Ensuring employees don't want to leave depends on the company culture. No employee will want to leave if the company offers opportunities, security, career development, and a great working environment.
However, there are some essential considerations when hiring international employees. A company's culture is, of course, affected by the country where it is based. And something culturally acceptable in one country is not necessarily acceptable in another—organisations hiring abroad can benefit from having some local cultural knowledge and insight.
Design a 365 onboarding experience
Imagine a beautifully crafted and thoughtful process in which employees meet people across the organisation and have a genuinely productive onboarding experience. If this does not last until the new hire is completely integrated, Forbes warns that they could be gone within the year.
According to the US management consultancy Gallop, “New employees typically take
around 12 months to reach their full performance potential within a role”—so the best onboarding experience is the one that lasts as long as necessary for the employee to be fully incubated into the company.
The same Gallop study states that employees who feel they have had an exceptional onboarding experience are 2.6 times as likely to be extremely satisfied with their place of work.

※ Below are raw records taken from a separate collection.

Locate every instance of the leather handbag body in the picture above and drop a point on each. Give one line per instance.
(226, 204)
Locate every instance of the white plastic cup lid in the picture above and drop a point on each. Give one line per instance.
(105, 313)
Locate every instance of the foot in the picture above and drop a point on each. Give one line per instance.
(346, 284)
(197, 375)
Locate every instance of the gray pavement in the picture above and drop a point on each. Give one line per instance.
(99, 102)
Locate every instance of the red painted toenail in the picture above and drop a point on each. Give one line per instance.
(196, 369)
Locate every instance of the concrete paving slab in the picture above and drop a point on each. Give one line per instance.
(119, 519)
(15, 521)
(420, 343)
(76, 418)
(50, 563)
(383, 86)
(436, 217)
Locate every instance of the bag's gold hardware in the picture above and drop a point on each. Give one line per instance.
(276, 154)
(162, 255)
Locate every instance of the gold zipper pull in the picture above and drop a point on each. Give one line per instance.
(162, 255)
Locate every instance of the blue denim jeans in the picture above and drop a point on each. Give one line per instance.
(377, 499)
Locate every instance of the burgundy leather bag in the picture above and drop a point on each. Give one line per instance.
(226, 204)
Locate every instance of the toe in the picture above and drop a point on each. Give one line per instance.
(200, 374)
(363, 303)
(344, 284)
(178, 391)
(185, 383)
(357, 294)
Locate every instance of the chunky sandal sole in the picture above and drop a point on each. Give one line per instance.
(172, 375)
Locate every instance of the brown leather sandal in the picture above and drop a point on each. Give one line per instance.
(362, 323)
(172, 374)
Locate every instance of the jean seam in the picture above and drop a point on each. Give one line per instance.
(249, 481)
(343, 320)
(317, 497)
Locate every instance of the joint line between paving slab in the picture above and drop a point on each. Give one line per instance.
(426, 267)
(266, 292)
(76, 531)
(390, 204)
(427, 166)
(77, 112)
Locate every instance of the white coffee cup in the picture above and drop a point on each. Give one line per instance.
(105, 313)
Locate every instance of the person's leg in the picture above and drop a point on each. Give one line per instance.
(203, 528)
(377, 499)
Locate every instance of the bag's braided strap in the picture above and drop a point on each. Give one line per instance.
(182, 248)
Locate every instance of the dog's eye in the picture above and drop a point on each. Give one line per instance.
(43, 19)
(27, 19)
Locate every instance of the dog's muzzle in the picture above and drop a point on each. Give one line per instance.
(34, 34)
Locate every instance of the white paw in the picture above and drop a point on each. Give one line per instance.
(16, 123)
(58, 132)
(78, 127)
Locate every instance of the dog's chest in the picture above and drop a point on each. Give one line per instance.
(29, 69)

The three keys to onboarding success
Viewing the onboarding experience as a year-long journey rather than a single-day event is one of the most important takeaways for a successful onboarding process—which should be carefully planned and managed. The Harvard Business Review also has three keys to onboarding success:
- Set clear goals and measures for success
Review your objectives, before designing your onboarding program. And ensure they embrace the four Cs: compliance, clarification, culture, and connection.
- Create a multi-departmental onboarding team
Guarantee a positive employee experience by going beyond HR and involving all relevant teams, key stakeholders, and the CEO.
- Provide support throughout the onboarding journey
Focus on maximising training, mentoring, and creating connections. Ensure HR takes care of all administrative duties, not the employee.
Special considerations for onboarding international employees
Onboarding helps to satisfy pledges made during the recruitment process and constructs solid foundations for the rest of the employees' tenure.
However, onboarding international employees can come with potential legal risks. Employment law is complex, different in every country, and must be complied with during the onboarding and employment process. A trusted partner with experience helping overseas companies expand overseas and hire internationally can be the difference between success and failure.
Conclusion: onboarding defines success
The objective of onboarding should be to set up new hires for success. This, in turn, ensures the long-term success of your company. Onboarding processes should be strategically designed and implemented until the employee is fully integrated and proficient.
Onboarding is complex for local companies, but overseas companies without a physical office can find it even more exacting. Having an expert local partner—an extension of your business abroad—can help create the best onboarding experience to engage and retain top talent.